Long necked animals, such as giraffes, need to pump blood upward from the heart against gravity. The blood pressure required from the pumping of the left ventricle would be equivalent to 250 mm Hg (mm Hg = millimeters of mercury, a unit of pressure) to reach the height of a giraffe’s head, which is 2.5 meters higher than the heart. However, if checks and balances were not in place, this blood pressure would damage the giraffe’s brain, particularly if it was bending down to drink. These checks and balances include valves and feedback mechanisms that reduce the rate of cardiac output. Long-necked dinosaurs such as the sauropods had to pump blood even higher, up to ten meters above the heart. This would have required a blood pressure of more than 600 mm Hg, which could only have been achieved by an enormous heart.
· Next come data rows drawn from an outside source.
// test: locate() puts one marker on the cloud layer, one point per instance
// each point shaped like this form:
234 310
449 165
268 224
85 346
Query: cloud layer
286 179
Evidence for such an enormous heart does not exist and mechanisms to reduce the blood pressure required include the slowing of metabolism as these animals grew larger. It is likely that they did not routinely feed on tree tops but grazed on the ground.

Living in cold water, whales need to maintain the temperature in their blood. This is achieved by the veins and arteries being close together so that heat exchange can occur. This mechanism is called a countercurrent heat exchanger. The blood vessels and the whole body are also protected by thick layers of blubber to prevent heat loss. In land animals that live in cold environments, thick fur and hibernation are used to retain heat and slow metabolism.